The world seems bright and shiny and suddenly you think about these services: SDM for Java and Spool, Batch, and some others for ABAP. What happens to them? First the more complicated one, SDM. The Software Deploy Manager(SDM) is in fact a Spof, but not for the complete Java system. It only affects the systems ability to deploy new applications or upgrade them. Therefore we do not consider this to be system critical. If it is for you, you are reverberated to the state that you need to secure the SDM too. At least until next year, when the SDSM will be distributed itself on the application servers… Same is true for the ABAP services that usually sit on the central instance. They have to be distributed on all available application servers.

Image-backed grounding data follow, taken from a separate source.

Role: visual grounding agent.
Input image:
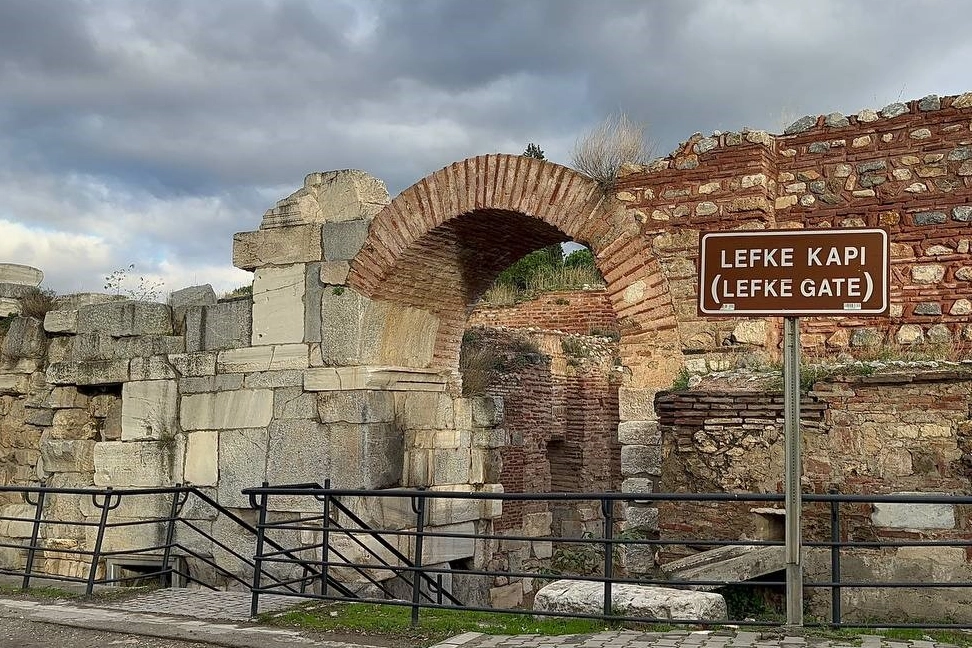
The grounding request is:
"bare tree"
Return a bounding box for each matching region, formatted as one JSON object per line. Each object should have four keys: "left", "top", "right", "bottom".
{"left": 570, "top": 112, "right": 654, "bottom": 186}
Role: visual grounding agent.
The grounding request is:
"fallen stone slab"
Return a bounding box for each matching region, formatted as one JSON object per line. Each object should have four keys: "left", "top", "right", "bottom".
{"left": 661, "top": 544, "right": 785, "bottom": 591}
{"left": 533, "top": 580, "right": 727, "bottom": 621}
{"left": 0, "top": 263, "right": 42, "bottom": 286}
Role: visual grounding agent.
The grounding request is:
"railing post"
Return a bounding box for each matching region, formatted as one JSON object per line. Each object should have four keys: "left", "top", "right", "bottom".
{"left": 250, "top": 482, "right": 270, "bottom": 618}
{"left": 830, "top": 489, "right": 841, "bottom": 626}
{"left": 320, "top": 478, "right": 331, "bottom": 596}
{"left": 87, "top": 488, "right": 117, "bottom": 595}
{"left": 410, "top": 488, "right": 427, "bottom": 627}
{"left": 21, "top": 486, "right": 46, "bottom": 590}
{"left": 160, "top": 487, "right": 185, "bottom": 588}
{"left": 601, "top": 497, "right": 615, "bottom": 619}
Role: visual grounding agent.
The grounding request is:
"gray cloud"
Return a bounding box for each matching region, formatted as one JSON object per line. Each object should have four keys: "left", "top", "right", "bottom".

Don’t forget WebDispatcher
And then there was this other part, WebDispatcher (software load balancing if you want it short). Of course it is a Spof too. Many of our customers prefer to keep the WebDispatcher on the hardware clustered machines, as theses are usually the more expensive ones and because they are able to switch over. Unfortunately this only works as long as you are working inside the firewall. As soon as you need to go through a firewall there is no way but to have WebDispatcher on it’s own machine and therefore on a hardware cluster (what adds it up into two machines). There are alternatives to WebDispatcher, of course. But none of them would solve the issue. The only advantage you have upon the server is that WebDispatcher does not keep state and that means for you, that it can run on both machines and does not need to be restarted or taken care to come down or whatever.